Mahriyanna held the door open for someone at Dollar General, where both of the clerks were kind in many ways.
While in the Walgreen’s parking lot, a grandmother and her two grandkids were getting out of the car. The little boy was dressed in a super hero outfit. I asked, “Are you getting ready for Halloween?” and grandma said, “No, he just likes to be a super hero.” The kids were super friendly. The grandma realized she knew me from the Mary Lightheart tree sit. She asked me about a pro-life sign in our car, and I told her about how my kids coordinate a group called Fun, Fellowship and Service where they support all kinds of positive things. She was so encouraging and positive.
Mahriyanna and I went to a 40 days for Life rally in front of the Planned Parenthood on Joyce avenue where we will be praying against abortion and for raising awareness about how abortion takes away innocent lives for 40 days. Many people kindly honked their support. A young man came from Conway and a grandmother, her husband, daughter and grand daughter came from Missouri to share their testimonies about how their lives were positively changed because the decision for abortion was not made. Many, many kind actions happened with so many people volunteering to make this event possible. I estimate at least 20 hours of volunteer hours were given to make this event happen today.

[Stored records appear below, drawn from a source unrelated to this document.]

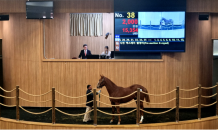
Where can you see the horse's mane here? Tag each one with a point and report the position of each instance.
(111, 81)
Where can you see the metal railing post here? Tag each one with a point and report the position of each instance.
(95, 107)
(17, 104)
(53, 105)
(177, 104)
(199, 102)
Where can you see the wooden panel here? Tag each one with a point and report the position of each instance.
(21, 54)
(214, 18)
(95, 44)
(204, 124)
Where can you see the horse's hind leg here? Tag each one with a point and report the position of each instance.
(113, 111)
(118, 112)
(141, 112)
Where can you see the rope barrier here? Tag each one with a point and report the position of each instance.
(209, 87)
(33, 94)
(73, 104)
(158, 112)
(158, 103)
(119, 97)
(116, 114)
(159, 94)
(34, 101)
(7, 105)
(209, 96)
(34, 112)
(209, 104)
(6, 96)
(188, 98)
(189, 89)
(189, 107)
(6, 90)
(73, 97)
(73, 114)
(116, 105)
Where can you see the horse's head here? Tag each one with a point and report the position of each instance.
(101, 82)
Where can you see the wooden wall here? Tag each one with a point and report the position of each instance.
(23, 65)
(22, 41)
(214, 25)
(203, 124)
(61, 6)
(81, 6)
(95, 44)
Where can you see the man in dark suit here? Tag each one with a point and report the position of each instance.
(88, 103)
(85, 52)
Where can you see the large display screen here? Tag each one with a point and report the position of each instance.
(39, 9)
(150, 31)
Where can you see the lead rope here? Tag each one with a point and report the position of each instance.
(99, 99)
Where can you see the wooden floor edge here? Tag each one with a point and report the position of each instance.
(102, 60)
(108, 126)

Mahriyanna complimented a young woman on a bag she had, which lead to a brief conversation about how the young woman got the bag while on a missions trip to Guatamala.
While at ONF, our local healthfood store, I noticed two customers talking. “Am I in your way,” one kindly asked. “Oh, no you are fine.” They were so polite and kind that I felt inspired to tell them, “I am going to report you to the Compassion Game authorities,” which resulted in a nice conversation about the Compassion Games.
A woman gave me a really big smile for no reason while I was in ONF. I then saw her in the parking lot. Another big smile. I smiled back.
When I was riding on the trail, I determined to smile at every single rider or pedestrian no matter what my expectations. About 79% smiled back!
I called the Fayetteville city to report that there are giant and dangerous pot holes which probably resulted from the rain washing out recent gas line work. I hope that was kind:)
One of my clients told me that her neighbor helped fix a friends computer for free.
Robert Kersbergen is going to be donating at least seven hours of work to over see a crew to make the foundation for Cliff Mikkelson’s home. Chris and other friends of the community will be helping out as well, resulting in a work party of about 23 hours of volunteer time.
I’m not sure if this counts, but when checking out of a store, I said, “I don’t need a bag. Save the ocean. I hear that there are lots of plastic bags coming together in the ocean. The bagger, older man, agreed with me and said, “I just saw a documentary about how an island is being formed by plastic bags and it is now gathering dirt and plants are growing on it.” I thought that this was very kind that he would support my statement and show concern for the earth.
When I was trying to start my car, it wouldn’t start right away. “Please be kind, dear car,” I said. Then it started. Do kind machines count?
I spent 35 minutes typing up this report. Does that count? Wow! Time flies when you are having fun and thinking of kind actions which have happened.